An important question is: does cocaine-induced H3K14Ac mediated by CBP affect transcription of genes implicated in neural and behavioral responses to cocaine? In the case of Fos, the answer is yes. When wild-type C57BL/6 mice were treated with acute cocaine, ChIP assays revealed increased association of CBP with the Fos promoter concomitant with enhanced levels of promoter H3K14Ac (Figure 3a; Malvaez et al, 2011).
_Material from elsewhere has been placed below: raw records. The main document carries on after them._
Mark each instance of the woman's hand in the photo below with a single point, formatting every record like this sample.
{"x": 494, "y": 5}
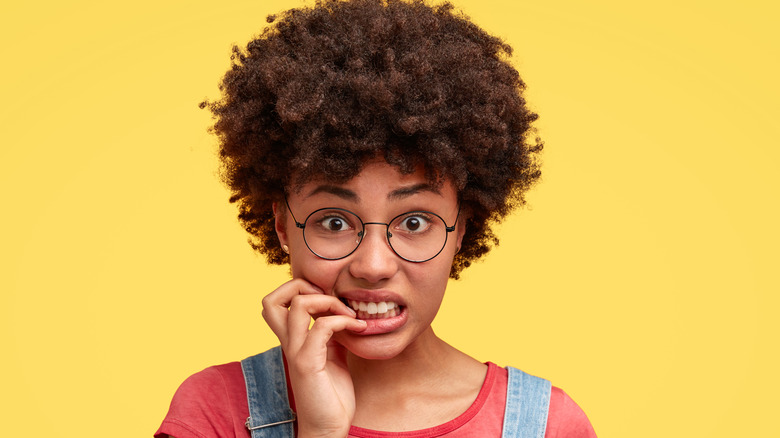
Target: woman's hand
{"x": 321, "y": 384}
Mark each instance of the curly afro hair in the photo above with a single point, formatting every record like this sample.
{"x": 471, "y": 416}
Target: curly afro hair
{"x": 325, "y": 89}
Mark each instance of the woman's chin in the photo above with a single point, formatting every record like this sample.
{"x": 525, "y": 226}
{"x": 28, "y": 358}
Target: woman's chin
{"x": 370, "y": 347}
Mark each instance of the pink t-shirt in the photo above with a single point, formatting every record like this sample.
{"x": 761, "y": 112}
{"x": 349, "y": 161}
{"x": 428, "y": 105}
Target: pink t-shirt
{"x": 213, "y": 403}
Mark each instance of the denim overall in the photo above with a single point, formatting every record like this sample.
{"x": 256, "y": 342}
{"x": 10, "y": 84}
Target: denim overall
{"x": 270, "y": 416}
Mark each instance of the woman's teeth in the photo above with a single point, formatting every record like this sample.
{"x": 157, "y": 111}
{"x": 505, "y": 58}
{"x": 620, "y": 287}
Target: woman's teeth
{"x": 370, "y": 310}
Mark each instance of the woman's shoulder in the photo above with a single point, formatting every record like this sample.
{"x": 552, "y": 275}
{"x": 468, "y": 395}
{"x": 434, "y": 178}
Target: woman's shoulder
{"x": 211, "y": 402}
{"x": 566, "y": 418}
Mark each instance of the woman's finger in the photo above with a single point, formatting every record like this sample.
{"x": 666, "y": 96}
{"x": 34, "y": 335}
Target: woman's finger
{"x": 276, "y": 304}
{"x": 304, "y": 307}
{"x": 315, "y": 344}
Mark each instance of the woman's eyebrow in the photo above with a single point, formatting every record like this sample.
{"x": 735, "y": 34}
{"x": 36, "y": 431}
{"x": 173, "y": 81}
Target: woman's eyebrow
{"x": 405, "y": 192}
{"x": 341, "y": 192}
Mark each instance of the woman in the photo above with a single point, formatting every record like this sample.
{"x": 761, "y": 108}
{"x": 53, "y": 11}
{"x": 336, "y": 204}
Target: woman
{"x": 370, "y": 144}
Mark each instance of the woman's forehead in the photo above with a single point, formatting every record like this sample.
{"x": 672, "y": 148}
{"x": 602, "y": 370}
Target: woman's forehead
{"x": 378, "y": 179}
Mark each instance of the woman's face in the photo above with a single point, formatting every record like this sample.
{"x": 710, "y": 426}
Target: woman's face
{"x": 373, "y": 277}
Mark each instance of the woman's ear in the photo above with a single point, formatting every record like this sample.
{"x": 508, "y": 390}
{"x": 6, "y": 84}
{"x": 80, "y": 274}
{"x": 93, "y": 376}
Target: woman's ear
{"x": 280, "y": 223}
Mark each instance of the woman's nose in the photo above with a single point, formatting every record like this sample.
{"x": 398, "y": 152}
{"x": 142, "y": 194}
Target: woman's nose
{"x": 374, "y": 259}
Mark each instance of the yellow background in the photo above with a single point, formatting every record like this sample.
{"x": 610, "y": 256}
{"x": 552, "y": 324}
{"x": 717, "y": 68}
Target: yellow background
{"x": 642, "y": 279}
An intriguing set of observations from that study is that, in C57 mice repeatedly injected with cocaine, the levels of H3K14Ac and CBP at the Fos promoter are also enhanced in the NAc above levels observed after saline treatment (Malvaez et al, 2011). This ChIP result using anti-H3K14Ac IgG is in contrast to what was reported by Kumar et al (2005) and may reflect differences in administration paradigms (see Table 1) and/or antibody specificity. Kumar et al (2005) used antibodies that recognize both H3K9Ac and H3K14Ac, while Malvaez et al (2011) used antibodies selective for only H3K14Ac. The fact that the H3K9/14Ac antibody primarily recognizes H3K9Ac vs H3K14Ac (Edmondson et al, 2002) highlights one of the many technical limitations inherent to interpreting ChIP data with acetylated histone antibodies that are not fully selective for individual lysines on individual histones. Future studies may want to use multiple antibodies to verify any results.
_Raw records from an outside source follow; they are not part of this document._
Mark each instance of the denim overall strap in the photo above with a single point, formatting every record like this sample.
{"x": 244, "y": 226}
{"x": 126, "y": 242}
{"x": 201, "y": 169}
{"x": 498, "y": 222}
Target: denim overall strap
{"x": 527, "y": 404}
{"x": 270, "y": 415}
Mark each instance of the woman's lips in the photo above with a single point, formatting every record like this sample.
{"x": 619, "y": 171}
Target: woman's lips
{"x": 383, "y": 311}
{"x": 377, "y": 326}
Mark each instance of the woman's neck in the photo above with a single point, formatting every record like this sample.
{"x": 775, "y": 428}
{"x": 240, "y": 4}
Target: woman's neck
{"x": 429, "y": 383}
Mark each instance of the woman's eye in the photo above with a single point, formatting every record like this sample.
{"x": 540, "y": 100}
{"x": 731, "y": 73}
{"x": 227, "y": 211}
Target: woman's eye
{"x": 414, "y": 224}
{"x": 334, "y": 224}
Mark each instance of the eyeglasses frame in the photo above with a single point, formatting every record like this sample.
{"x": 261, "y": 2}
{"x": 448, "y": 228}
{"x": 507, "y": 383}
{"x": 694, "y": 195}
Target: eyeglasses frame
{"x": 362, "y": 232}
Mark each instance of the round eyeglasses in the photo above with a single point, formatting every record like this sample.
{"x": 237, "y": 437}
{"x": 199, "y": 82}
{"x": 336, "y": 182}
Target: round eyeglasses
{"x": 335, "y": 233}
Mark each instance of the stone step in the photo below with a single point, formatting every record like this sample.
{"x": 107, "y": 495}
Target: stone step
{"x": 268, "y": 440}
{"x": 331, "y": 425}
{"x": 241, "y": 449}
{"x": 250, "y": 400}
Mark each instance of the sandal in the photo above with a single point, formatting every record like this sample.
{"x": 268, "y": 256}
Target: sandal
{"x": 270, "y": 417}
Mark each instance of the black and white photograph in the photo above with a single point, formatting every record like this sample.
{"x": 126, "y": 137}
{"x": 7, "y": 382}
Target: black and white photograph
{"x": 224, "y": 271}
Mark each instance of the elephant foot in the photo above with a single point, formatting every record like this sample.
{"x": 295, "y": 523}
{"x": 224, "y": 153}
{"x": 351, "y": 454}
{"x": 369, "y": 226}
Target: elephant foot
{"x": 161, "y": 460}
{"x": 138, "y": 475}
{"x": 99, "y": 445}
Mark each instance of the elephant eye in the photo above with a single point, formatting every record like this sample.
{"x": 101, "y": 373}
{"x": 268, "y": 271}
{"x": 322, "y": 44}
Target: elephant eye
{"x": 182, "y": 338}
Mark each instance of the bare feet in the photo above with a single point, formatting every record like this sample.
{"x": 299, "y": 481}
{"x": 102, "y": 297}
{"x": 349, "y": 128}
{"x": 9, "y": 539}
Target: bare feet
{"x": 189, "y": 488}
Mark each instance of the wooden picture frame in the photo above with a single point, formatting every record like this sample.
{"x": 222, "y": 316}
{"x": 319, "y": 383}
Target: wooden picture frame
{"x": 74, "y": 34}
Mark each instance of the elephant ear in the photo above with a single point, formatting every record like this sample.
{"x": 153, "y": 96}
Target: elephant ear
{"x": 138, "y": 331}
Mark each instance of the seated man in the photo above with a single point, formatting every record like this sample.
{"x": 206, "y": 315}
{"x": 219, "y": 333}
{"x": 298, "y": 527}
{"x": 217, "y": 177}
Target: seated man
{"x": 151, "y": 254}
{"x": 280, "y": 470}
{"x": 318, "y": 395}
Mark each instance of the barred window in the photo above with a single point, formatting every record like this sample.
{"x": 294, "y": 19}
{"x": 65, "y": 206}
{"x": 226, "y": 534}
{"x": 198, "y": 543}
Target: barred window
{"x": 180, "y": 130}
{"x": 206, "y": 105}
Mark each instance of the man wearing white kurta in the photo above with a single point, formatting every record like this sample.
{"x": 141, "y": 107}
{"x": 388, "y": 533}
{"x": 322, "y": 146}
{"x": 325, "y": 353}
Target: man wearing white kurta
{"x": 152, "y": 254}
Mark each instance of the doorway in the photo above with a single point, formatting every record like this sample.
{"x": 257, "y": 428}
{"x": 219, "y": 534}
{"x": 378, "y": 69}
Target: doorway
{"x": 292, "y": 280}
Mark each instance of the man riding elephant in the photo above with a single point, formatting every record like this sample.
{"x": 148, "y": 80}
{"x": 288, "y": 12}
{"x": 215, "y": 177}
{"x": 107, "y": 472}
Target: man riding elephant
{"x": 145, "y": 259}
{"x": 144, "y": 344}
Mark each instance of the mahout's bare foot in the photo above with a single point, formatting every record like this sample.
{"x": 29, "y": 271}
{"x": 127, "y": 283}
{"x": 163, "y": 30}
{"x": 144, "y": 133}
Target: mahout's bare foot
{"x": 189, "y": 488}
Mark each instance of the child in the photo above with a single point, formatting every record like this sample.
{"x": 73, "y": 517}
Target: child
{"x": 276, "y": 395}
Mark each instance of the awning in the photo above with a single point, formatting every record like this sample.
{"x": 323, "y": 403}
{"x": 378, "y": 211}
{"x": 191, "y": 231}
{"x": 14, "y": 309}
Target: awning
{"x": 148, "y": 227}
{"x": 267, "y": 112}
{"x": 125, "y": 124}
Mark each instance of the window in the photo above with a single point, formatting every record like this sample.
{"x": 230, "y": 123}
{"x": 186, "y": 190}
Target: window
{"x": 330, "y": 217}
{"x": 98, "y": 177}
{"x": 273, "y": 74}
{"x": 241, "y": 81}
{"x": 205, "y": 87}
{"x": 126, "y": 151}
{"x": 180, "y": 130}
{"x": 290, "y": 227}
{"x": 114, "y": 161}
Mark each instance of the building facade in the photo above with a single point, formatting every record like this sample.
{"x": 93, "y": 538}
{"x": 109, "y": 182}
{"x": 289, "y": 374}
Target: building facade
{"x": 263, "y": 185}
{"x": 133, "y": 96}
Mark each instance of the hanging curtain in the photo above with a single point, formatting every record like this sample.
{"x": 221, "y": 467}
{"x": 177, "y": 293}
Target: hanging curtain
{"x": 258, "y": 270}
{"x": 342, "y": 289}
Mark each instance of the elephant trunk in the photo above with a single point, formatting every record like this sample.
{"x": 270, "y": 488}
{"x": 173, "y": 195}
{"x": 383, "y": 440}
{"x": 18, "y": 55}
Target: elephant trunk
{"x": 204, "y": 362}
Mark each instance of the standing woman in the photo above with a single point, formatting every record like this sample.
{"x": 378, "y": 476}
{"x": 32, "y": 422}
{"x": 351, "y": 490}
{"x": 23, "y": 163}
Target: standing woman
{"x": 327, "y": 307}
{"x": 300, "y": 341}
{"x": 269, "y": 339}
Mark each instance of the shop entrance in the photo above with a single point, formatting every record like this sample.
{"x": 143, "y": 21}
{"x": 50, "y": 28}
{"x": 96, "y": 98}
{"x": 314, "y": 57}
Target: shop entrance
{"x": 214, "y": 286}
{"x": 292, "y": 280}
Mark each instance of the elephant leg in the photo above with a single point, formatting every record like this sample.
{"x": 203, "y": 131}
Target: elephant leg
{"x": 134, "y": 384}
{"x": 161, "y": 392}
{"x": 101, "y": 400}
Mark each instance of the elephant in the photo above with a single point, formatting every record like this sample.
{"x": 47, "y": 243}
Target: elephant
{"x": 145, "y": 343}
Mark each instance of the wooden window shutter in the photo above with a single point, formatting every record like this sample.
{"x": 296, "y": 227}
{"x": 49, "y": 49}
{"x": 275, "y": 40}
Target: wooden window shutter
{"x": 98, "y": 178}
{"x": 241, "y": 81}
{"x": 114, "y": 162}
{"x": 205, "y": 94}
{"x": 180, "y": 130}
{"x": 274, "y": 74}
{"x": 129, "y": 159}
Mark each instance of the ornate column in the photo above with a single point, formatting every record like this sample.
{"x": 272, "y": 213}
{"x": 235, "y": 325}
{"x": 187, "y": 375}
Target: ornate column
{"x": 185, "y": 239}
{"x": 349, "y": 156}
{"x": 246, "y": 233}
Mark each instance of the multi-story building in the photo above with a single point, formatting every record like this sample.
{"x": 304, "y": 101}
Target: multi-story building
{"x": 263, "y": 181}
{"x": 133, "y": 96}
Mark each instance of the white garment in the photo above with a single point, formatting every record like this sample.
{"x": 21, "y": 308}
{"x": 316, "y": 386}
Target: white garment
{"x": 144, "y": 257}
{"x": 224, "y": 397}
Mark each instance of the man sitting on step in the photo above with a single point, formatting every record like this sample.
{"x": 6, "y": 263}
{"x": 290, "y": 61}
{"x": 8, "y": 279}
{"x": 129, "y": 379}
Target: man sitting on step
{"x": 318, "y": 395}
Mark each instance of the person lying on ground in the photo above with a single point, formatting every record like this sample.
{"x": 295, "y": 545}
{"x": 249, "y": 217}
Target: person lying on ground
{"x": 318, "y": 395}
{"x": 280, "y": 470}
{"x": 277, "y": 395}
Although c-Fos mRNA levels were not examined in those acute and chronic cocaine-treated C57 mice, c-Fos mRNA levels were enhanced after acute, but not repeated, cocaine injections in AAV-Cre-infused CBP+/+ mice (Figure 3d; Malvaez et al, 2011). This result for CBP+/+ mice is in agreement with many reports that have observed desensitization of Fos transcriptional responses after repeated cocaine injections (Hope et al, 1992; Daunais et al, 1993). These data indicate that CBP regulates cocaine-induced expression of Fos via acetylation at H3K14 in the Fos promoter.
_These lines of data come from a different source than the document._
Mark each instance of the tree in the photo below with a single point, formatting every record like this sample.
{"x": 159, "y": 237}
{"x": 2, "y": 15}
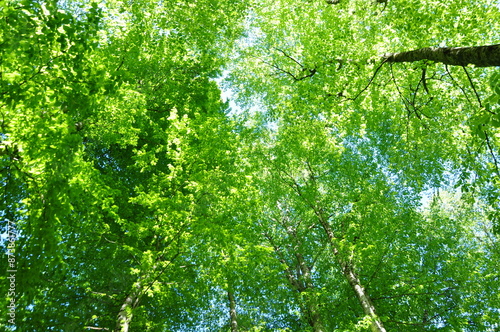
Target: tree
{"x": 346, "y": 189}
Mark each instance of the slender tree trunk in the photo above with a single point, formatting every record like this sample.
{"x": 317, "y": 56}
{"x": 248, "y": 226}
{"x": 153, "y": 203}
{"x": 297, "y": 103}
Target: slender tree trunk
{"x": 479, "y": 56}
{"x": 353, "y": 280}
{"x": 300, "y": 279}
{"x": 232, "y": 311}
{"x": 311, "y": 303}
{"x": 127, "y": 309}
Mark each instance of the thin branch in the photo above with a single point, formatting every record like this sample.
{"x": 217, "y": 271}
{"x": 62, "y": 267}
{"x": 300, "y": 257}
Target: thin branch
{"x": 371, "y": 80}
{"x": 473, "y": 88}
{"x": 488, "y": 143}
{"x": 456, "y": 83}
{"x": 291, "y": 58}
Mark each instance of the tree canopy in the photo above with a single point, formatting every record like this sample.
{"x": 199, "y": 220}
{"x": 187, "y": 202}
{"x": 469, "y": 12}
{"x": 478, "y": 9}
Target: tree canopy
{"x": 250, "y": 165}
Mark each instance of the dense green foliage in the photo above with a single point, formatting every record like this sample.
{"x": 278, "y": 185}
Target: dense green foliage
{"x": 334, "y": 192}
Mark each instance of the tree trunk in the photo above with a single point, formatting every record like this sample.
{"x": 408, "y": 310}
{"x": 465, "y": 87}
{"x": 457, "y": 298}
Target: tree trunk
{"x": 479, "y": 56}
{"x": 301, "y": 281}
{"x": 232, "y": 311}
{"x": 353, "y": 280}
{"x": 126, "y": 310}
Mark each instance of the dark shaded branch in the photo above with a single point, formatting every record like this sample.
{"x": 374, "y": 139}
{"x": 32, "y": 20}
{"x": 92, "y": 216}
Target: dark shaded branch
{"x": 479, "y": 56}
{"x": 371, "y": 80}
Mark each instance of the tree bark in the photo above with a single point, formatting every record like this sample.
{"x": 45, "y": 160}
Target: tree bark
{"x": 126, "y": 310}
{"x": 232, "y": 311}
{"x": 353, "y": 280}
{"x": 301, "y": 281}
{"x": 479, "y": 56}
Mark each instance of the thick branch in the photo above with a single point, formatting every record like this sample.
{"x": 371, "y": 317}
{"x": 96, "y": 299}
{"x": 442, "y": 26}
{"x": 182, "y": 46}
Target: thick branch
{"x": 479, "y": 56}
{"x": 232, "y": 311}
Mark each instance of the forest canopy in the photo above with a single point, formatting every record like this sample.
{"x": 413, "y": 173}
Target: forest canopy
{"x": 250, "y": 165}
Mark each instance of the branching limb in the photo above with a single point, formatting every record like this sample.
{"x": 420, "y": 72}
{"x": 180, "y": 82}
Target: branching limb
{"x": 371, "y": 80}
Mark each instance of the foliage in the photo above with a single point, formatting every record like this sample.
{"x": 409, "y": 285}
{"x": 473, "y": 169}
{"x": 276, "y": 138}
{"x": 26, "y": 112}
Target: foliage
{"x": 334, "y": 186}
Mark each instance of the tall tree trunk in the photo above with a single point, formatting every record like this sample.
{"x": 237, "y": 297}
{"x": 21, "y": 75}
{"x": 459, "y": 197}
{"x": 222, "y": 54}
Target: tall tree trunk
{"x": 479, "y": 56}
{"x": 352, "y": 278}
{"x": 232, "y": 311}
{"x": 299, "y": 276}
{"x": 311, "y": 303}
{"x": 127, "y": 309}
Interestingly, chronic cocaine treatment enhances c-Fos mRNA levels above and beyond the effects of repeated saline injections in AAV-Cre-infused CBPFLOX/FLOX, but not CBP+/+, mice (Figure 3d; Malvaez et al, 2011). The chronic cocaine-induced enhancement of c-Fos mRNA in CBPFLOX/FLOX mice harboring NAc-specific deletions is surprising because CBP has thus far been implicated in positively regulating Fos. Thus, deletion of Cbp was predicted to prevent Fos over expression (as was observed after acute administration; Malvaez et al, 2011). Though difficult to interpret now, these data further emphasize the infancy of the field in regards to studying cocaine-mediated, brain-region-specific activities of CBP and the need to use genetic manipulations like the LoxP-Cre system in future studies. It is clear, however, that in response to cocaine administration, CBP in the NAc acetylates H3K14 in the Fos promoter and that increased acetylation is associated with increases in c-Fos mRNA.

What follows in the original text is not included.